With the 250 milestone a long way off now, I have been enjoying finding some other things to aim at for 2017.

These are:

  • 25 volunteering shifts – I don’t quite know why, but I never got round to ordering the 50 or 100 parkrun t-shirts. I thought I would order them as soon as I could, but then I didn’t and now it seems too late. But the 25 purple volunteer t-shirt is one that I definitely do want.
    Volunteering at parkrun is always a pleasure and makes you feel so much more a part of the community. And it’s not just for the injured or those with an event on the Sunday. I am currently on 15 but hope to get to 25 by the end of the year. The future is purple.
  • 100 parkruns at my local run – I am currently on 96 runs for Cardiff Blackweir (@cardiffparkrun) and am looking forward to reaching the century.
    It’s the volunteers who make parkrun possible

    I might even have got there already if I hadn’t forgotten my barcode a couple of times. Or, on a couple of occasions, I had not wanted to record my time in case it messed up my average (this was in the very, very early days when I took it far too seriously).

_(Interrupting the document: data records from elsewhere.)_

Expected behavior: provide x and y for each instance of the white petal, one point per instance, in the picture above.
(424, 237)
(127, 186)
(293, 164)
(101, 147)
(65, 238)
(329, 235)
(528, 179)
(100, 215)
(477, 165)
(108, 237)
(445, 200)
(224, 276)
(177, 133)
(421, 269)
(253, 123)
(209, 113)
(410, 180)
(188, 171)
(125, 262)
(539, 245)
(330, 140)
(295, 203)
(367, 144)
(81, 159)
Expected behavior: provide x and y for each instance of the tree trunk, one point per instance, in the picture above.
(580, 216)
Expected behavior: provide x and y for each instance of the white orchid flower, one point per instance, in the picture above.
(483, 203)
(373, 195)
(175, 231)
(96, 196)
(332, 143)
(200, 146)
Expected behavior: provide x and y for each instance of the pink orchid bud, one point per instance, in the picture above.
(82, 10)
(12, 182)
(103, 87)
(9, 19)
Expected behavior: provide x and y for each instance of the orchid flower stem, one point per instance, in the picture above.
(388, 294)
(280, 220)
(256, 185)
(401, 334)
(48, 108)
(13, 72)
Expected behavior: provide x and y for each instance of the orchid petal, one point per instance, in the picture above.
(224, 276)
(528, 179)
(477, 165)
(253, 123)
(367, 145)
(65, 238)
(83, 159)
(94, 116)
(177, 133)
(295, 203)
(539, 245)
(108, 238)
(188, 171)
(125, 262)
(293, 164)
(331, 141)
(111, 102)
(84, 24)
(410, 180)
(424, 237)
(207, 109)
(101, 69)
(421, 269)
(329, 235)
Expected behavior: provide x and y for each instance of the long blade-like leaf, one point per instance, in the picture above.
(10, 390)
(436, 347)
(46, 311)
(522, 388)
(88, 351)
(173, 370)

  • 20 different locations – parkrun tourism is another of the great things about parkrun. I am currently on 15 locations and I love getting to different events to see what their course is like, meeting the organisers and volunteers, and trying a different café.
    There is a little group of four of us who have a whatsapp group where we plan our next adventures to explore, or if I am away somewhere new, I am always working out if I can fit in a parkrun to start the day.
    Barry Island, Conwy, Guildford, Cheltenham, Reigate and Aberystwyth are a few of the ones I have got to so far, and I look forward to getting to lots more in the future.
  • I hesitate to put this on here, but my final secret ambition is to get back under 20 minutes again.
    I really don’t think times are very important any more, but I used to be able to do it…and maybe I could again? It has been a good few years since I had a proper go at this, and I know it’s a tall order and will take quite a bit of training.

    Glorious views across the estuary at the RSPB reserve which hosts the Conwy course

    Admittedly, running with a buggy for probably around 50 or 60 runs has not helped in the speed stakes, so it all depends on how much time I get.

Whether I reach these targets or not, I can’t thank the parkrun teams around the country enough – from everyone at head office to each volunteer who makes this amazing movement possible.

It has to be the most accessible community out there for runners, and it’s there week after week after week…for free.

I am sure to mention parkrun again in this blog soon, and I am looking forward to getting more familiar with junior parkrun once my boy reaches four next year.

Let me know what you think, and any great parkruns I should be aiming to visit!